Now you know why better sleep is more important in 2021, than it has ever been before. We cannot afford to let our immune system weaken, and we must stay strong and positive. But we also know that it’s easier said than done. So as India’s Sleep Specialist, here are a few things we recommend you try in order to facilitate better sleep:

  • Avoid any stress before bedtime:

    Let’s be honest, we were neither prepared and nor are we fully equipped to live-ins a state of constant anxiety. And reading the scary headlines, spending time scrolling through all the bad news that’s splattered across our social media has us on edge – all the time. This floods are mind and our body with stress. And no, we’re not suggesting you stop reading the news. But maybe restrict your information consumption to end at least a couple of hours before it’s your time of sleep, and limit how much covid-19 related news you watch/read.

  • Create a comfortable and cosy atmosphere in your bedroom:

    It should be sleep-friendly. Not too brightly lit. In fact, in a recent interview, Bill Gates said that it helped him to replace any LEDs bulbs in the bedroom because they emit the most sleep-corroding blue light. Another thing you could try is to set your room temperature between 18 to 23 degrees Celsius.
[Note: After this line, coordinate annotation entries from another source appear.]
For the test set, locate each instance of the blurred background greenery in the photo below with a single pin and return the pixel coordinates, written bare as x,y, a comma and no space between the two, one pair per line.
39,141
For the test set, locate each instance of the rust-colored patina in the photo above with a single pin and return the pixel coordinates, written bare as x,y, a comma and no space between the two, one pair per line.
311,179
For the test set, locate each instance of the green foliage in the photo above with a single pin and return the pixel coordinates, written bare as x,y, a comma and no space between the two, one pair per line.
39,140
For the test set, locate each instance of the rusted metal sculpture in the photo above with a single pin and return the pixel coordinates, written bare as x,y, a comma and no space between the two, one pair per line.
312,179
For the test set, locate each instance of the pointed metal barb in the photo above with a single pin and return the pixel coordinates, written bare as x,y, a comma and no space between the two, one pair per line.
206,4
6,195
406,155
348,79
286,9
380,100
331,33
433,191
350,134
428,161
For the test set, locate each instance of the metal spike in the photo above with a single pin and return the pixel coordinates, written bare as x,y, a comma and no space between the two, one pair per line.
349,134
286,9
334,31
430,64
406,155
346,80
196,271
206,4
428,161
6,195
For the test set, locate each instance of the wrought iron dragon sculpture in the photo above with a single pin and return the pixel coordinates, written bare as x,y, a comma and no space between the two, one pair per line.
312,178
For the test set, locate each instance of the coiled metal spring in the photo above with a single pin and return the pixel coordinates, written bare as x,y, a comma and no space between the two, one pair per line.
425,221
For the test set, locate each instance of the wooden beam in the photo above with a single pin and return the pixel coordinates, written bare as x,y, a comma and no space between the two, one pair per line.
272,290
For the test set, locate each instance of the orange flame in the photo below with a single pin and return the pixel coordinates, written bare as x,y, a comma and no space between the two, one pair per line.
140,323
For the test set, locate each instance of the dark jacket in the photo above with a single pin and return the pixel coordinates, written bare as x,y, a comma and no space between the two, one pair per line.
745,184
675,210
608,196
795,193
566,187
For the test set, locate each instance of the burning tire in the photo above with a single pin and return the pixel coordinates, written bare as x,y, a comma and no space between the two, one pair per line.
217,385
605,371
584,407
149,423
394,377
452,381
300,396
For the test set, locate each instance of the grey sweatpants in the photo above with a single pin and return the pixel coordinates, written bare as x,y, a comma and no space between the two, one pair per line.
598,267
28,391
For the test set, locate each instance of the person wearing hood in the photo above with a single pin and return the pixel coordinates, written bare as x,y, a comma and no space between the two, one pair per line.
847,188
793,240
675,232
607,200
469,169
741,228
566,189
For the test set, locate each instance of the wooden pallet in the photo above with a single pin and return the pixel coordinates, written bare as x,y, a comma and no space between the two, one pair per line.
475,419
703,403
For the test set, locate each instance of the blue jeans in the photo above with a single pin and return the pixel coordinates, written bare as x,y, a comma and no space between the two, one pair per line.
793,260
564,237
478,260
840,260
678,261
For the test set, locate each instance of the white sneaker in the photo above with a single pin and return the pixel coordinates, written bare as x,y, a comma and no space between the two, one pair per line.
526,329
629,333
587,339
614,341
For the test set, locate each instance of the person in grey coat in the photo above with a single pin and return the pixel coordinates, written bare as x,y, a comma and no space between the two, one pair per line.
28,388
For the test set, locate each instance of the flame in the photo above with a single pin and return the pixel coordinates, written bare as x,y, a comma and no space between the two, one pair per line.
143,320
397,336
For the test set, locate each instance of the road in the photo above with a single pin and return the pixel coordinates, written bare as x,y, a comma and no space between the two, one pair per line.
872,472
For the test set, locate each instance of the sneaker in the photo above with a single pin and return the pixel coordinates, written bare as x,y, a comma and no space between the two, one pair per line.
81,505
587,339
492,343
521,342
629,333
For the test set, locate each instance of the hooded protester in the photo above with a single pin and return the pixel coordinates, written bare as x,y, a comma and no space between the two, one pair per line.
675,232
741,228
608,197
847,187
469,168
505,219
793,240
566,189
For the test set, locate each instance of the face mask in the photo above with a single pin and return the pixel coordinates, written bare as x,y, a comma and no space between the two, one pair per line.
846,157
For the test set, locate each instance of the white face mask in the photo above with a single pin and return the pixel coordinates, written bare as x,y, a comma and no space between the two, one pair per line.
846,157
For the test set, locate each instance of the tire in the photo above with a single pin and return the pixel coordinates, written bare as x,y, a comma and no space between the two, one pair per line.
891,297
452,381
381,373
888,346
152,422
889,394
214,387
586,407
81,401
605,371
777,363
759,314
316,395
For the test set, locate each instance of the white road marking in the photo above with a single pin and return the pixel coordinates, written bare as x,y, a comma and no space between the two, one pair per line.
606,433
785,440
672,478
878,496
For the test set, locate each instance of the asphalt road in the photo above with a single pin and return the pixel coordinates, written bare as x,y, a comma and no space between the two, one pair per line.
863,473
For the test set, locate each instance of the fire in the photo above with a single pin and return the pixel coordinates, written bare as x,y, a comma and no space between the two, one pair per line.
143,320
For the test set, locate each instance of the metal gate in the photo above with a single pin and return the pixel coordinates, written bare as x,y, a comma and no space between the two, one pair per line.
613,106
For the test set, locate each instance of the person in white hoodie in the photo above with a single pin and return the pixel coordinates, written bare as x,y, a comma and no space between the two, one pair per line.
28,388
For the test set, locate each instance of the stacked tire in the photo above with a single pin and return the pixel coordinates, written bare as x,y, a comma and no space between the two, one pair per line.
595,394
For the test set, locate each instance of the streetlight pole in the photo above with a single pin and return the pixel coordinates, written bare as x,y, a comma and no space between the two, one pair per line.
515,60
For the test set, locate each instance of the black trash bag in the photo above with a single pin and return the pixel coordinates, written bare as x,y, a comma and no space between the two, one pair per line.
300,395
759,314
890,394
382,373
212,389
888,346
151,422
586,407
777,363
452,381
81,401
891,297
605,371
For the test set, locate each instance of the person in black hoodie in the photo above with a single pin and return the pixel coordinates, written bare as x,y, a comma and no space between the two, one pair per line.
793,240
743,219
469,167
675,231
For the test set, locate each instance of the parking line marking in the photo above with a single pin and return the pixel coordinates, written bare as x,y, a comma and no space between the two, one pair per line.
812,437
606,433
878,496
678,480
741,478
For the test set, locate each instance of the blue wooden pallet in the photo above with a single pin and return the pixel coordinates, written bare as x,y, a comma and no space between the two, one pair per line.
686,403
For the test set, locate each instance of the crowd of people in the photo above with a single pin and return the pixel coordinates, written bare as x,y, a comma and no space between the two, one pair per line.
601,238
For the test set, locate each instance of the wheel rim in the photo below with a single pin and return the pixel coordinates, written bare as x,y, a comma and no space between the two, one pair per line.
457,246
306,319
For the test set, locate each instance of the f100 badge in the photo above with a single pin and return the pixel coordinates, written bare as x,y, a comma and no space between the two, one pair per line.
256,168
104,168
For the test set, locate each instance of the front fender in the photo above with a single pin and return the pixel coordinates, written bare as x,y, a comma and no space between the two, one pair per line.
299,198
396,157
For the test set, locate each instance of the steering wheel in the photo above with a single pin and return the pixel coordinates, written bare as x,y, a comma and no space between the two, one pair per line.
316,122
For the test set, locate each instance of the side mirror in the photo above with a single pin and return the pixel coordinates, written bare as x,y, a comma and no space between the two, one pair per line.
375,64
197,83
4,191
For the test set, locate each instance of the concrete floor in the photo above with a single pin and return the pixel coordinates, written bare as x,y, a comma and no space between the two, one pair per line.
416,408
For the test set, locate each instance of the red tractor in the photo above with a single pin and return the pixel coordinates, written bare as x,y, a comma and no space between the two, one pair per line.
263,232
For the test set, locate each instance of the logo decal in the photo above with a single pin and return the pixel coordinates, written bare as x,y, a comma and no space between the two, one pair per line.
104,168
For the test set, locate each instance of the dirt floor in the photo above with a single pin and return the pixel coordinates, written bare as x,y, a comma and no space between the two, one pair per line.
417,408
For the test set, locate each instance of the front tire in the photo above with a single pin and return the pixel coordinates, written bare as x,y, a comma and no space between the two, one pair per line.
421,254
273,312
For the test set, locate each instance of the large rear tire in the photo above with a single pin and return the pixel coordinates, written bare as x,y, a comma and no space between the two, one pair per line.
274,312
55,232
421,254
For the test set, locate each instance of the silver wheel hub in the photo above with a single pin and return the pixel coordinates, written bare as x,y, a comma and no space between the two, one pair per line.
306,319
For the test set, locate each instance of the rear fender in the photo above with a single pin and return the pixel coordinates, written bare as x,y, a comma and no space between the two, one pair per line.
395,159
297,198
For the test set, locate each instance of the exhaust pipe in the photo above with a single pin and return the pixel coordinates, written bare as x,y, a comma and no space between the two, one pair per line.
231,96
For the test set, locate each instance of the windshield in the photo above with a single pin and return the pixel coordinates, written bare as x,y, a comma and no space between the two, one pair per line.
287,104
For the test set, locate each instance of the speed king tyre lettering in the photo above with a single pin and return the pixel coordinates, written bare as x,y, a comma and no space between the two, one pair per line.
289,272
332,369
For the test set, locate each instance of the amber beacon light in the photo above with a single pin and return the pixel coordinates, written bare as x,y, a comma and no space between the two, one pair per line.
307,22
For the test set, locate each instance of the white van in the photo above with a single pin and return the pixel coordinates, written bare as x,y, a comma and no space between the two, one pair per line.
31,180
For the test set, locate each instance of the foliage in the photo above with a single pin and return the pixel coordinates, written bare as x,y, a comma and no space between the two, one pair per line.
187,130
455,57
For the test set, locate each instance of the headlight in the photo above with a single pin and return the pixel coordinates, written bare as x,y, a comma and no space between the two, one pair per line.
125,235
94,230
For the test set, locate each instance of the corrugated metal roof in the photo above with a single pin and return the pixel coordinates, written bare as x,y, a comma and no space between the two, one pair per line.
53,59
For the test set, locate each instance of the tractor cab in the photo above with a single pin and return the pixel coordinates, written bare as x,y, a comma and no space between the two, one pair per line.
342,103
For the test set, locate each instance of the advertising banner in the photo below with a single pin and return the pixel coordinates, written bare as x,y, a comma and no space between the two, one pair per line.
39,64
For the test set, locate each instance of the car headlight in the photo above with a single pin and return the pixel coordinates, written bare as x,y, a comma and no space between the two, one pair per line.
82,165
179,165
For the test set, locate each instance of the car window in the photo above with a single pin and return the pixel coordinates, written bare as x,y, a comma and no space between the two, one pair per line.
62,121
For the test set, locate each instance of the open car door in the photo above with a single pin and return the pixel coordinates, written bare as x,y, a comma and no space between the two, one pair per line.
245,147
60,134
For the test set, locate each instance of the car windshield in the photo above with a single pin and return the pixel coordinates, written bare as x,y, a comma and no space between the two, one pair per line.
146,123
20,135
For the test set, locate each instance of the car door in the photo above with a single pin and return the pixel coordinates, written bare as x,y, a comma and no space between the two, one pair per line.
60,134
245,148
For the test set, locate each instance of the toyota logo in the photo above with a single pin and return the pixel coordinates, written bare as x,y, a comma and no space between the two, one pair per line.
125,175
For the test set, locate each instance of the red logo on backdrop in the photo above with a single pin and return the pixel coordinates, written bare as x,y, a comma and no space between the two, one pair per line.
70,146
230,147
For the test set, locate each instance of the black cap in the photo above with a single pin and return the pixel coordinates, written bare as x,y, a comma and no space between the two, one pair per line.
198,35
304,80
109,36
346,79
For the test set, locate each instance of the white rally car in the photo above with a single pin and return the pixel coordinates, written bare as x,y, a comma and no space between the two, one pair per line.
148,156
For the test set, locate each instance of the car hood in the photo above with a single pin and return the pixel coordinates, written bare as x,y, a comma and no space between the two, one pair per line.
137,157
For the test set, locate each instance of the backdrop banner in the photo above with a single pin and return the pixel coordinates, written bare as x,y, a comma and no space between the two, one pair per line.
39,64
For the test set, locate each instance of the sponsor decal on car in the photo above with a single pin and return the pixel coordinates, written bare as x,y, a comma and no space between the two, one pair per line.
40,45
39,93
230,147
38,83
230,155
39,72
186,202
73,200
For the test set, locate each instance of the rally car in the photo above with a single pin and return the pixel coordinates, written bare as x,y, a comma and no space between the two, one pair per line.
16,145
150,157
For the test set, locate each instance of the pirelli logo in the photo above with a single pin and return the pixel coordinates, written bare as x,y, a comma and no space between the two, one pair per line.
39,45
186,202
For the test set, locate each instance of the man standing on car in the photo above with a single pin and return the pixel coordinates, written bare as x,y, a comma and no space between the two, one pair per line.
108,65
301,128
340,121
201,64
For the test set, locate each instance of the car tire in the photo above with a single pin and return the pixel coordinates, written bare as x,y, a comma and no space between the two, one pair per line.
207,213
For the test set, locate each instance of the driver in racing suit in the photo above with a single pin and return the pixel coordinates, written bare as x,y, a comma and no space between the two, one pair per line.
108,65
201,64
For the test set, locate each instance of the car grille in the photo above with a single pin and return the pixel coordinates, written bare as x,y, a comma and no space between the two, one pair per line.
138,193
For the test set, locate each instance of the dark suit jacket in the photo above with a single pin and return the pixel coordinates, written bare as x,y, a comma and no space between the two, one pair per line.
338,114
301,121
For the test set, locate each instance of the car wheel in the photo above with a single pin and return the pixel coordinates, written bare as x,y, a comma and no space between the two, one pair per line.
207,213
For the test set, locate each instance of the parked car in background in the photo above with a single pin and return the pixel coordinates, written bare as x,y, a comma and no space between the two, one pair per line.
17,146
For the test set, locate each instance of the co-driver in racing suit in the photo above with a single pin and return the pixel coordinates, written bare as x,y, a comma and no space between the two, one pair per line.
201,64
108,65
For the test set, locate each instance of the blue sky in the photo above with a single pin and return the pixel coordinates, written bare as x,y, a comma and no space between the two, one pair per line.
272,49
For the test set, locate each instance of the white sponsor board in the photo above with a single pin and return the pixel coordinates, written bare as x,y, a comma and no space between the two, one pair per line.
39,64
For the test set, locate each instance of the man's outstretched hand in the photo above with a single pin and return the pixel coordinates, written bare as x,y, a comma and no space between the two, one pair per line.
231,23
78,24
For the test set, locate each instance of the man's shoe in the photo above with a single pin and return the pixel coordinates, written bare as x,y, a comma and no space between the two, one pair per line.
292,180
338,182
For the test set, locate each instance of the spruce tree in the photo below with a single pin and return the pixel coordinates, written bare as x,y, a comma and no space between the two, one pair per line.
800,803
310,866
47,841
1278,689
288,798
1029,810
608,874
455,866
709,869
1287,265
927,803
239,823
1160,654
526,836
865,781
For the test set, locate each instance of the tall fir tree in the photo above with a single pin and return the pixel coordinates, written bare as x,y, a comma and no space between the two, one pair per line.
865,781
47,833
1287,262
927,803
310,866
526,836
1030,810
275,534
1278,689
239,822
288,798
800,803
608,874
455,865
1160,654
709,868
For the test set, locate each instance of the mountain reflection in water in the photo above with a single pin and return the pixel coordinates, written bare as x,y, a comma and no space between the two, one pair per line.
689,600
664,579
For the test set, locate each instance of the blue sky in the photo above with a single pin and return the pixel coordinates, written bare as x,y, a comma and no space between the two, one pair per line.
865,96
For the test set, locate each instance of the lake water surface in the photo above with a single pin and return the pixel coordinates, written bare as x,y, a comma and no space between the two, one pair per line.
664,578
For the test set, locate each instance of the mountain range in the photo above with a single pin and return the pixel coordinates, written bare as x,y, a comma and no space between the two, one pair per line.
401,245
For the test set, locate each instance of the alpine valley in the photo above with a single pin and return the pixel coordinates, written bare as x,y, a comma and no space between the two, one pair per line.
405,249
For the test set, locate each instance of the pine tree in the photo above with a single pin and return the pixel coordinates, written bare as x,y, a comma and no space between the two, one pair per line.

  • Your bed must only be for sleeping, and no other activity:

    All work commitments and even browsing social media should not be done on your bed. Also, ensure that your mattress and other sleep accessories such as your pillows and blanket facilitate better sleep. Pick the best mattress for you. For instance, if you’re someone who spends long hours in front of a computer all day, and this causes stress to your back or neck, then the best mattress for deep sleep for you might be a firm mattress like Ortho Active from Centuary.

  • Avoid eating heavy meals right before your sleep:

    Make sure that there is a gap of at least two hours between dinner and bedtime.

  • Do not drink coffee or alcohol late into the day
  • Avoid long daytime naps to sleep well at night:

    If you are someone who likes midday naps, keep them short and ensure that you don’t take one later than 3 pm.

  • Ensure a fixed bedtime routine for sound sleep:

    Wake up and sleep at the same time every day. This will help in syncing your sleep cycle with your circadian rhythm.

  • Exercise regularly:

    It can help you sleep well at night. But then again, do not exercise too late at night as it can cause sleep disturbance.

Do prioritize better sleep this year and do give these suggestions a try for a few weeks and be patient with the process. Several little changes can have significant and noticeable effects. And over time, you might notice that you’re sleeping better.